Abstract
JOURNAL OF GEOPHYSICAL RESEARCH,
VOL. 114,
D00F15,
21 PP., 2009
doi:10.1029/2008JD011699
Cloud condensation nuclei activity, closure, and droplet growth kinetics of Houston aerosol during the Gulf of Mexico Atmospheric Composition and Climate Study (GoMACCS)
School of Earth and Atmospheric Sciences and School of Chemical and Biomolecular Engineering, Georgia Institute of Technology, Atlanta, Georgia, USA
Chemical Sciences Division, National Oceanic and Atmospheric Administration, Boulder, Colorado, USA
School of Earth and Atmospheric Sciences and School of Chemical and Biomolecular Engineering, Georgia Institute of Technology, Atlanta, Georgia, USA
Department of Physics, Michigan Technological University, Houghton, Michigan, USA
Climate Observations, Los Alamos National Laboratory, Los Alamos, New Mexico, USA
Department of Chemical Engineering, California Institute of Technology, Pasadena, California, USA
Department of Chemical Engineering, California Institute of Technology, Pasadena, California, USA
Department of Chemical Engineering, California Institute of Technology, Pasadena, California, USA
Department of Chemical Engineering, California Institute of Technology, Pasadena, California, USA
Department of Chemical Engineering, California Institute of Technology, Pasadena, California, USA
Department of Chemical Engineering, California Institute of Technology, Pasadena, California, USA
Department of Chemical Engineering, California Institute of Technology, Pasadena, California, USA
Chemical Sciences Division, National Oceanic and Atmospheric Administration, Boulder, Colorado, USA
Center for Inter-Disciplinary Remotely Piloted Aircraft Studies, Naval Postgraduate School, Marina, California, USA
In situ cloud condensation nuclei (CCN) measurements were obtained in the boundary layer over Houston, Texas, during the 2006 Gulf of Mexico Atmospheric Composition and Climate Study (GoMACCS) campaign onboard the CIRPAS Twin Otter.

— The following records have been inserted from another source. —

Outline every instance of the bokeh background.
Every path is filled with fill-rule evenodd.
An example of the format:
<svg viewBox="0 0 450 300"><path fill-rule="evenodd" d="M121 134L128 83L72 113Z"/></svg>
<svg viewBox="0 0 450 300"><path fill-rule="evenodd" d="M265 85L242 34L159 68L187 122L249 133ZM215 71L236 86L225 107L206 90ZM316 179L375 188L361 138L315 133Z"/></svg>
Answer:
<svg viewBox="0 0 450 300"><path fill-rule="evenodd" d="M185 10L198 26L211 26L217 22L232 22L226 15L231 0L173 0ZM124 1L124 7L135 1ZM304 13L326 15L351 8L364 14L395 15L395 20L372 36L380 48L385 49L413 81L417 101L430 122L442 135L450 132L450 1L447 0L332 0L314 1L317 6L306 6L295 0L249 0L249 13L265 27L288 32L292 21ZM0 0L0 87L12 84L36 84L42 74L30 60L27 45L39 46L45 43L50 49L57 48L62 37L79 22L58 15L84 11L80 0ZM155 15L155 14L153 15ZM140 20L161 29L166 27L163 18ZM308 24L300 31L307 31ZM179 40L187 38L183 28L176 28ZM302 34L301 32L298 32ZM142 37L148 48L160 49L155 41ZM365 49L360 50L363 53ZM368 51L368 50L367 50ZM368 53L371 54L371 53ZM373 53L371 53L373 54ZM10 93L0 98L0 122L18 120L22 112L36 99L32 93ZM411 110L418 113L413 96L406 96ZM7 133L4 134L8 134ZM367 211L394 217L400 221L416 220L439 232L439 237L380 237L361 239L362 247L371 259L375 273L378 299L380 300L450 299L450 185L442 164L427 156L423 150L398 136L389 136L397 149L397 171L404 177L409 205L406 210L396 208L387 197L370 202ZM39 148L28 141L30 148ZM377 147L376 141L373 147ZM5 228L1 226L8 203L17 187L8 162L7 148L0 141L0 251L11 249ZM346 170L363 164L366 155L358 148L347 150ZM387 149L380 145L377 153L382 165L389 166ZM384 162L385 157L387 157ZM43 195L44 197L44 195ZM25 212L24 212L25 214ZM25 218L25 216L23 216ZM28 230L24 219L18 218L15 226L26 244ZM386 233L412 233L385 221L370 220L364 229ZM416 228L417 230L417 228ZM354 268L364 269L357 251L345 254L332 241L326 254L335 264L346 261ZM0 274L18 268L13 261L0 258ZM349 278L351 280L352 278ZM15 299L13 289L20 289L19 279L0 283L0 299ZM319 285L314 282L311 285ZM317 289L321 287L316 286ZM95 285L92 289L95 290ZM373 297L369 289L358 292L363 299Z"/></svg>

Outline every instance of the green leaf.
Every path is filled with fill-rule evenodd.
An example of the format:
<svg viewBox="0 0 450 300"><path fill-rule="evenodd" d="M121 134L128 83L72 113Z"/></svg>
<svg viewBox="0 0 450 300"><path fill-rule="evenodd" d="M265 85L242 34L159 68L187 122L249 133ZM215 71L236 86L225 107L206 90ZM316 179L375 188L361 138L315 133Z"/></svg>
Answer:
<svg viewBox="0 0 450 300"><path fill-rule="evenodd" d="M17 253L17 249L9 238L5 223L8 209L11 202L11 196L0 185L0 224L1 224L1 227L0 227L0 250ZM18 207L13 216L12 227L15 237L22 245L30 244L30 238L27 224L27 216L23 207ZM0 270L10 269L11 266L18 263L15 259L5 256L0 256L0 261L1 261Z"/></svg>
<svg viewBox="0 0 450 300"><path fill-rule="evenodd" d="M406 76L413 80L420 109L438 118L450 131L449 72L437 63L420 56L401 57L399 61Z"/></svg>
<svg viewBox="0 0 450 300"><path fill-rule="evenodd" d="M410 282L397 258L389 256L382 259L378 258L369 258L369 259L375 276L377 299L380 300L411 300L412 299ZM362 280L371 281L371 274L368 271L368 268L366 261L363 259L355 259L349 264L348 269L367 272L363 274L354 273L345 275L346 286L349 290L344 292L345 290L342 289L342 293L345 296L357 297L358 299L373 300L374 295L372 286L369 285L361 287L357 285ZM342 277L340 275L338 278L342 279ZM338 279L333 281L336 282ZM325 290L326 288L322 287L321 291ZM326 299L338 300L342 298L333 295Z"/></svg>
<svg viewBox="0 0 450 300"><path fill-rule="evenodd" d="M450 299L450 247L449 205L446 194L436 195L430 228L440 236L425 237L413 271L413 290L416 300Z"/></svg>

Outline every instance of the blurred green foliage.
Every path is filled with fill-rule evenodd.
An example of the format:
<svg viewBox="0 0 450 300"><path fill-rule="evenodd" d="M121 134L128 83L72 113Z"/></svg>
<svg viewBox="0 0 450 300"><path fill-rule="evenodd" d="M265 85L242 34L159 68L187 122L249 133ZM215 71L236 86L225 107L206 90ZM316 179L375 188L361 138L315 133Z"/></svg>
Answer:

Polluted air masses in and out of cloudy regions were sampled for a total of 22 flights, with CCN measurements obtained for 17 of these flights. In this paper, we focus on CCN closure during two flights, within and downwind of the Houston regional plume and over the Houston Ship Channel. During both flights, air was sampled with particle concentrations exceeding 25,000 cm−3 and CCN concentrations exceeding 10,000 cm−3. CCN closure is evaluated by comparing measured concentrations with those predicted on the basis of measured aerosol size distributions and aerosol mass spectrometer particle composition. Different assumptions concerning the internally mixed chemical composition result in average CCN overprediction ranging from 3% to 36% (based on a linear fit). It is hypothesized that the externally mixed fraction of the aerosol contributes much of the CCN closure scatter, while the internally mixed fraction largely controls the overprediction bias. On the basis of the droplet sizes of activated CCN, organics do not seem to impact, on average, the CCN activation kinetics.
Received 31 December 2008; accepted 13 May 2009; published 30 July 2009.
Citation: (2009), Cloud condensation nuclei activity, closure, and droplet growth kinetics of Houston aerosol during the Gulf of Mexico Atmospheric Composition and Climate Study (GoMACCS), J. Geophys. Res., 114, D00F15, doi:10.1029/2008JD011699, [printed 115(D7), 2010].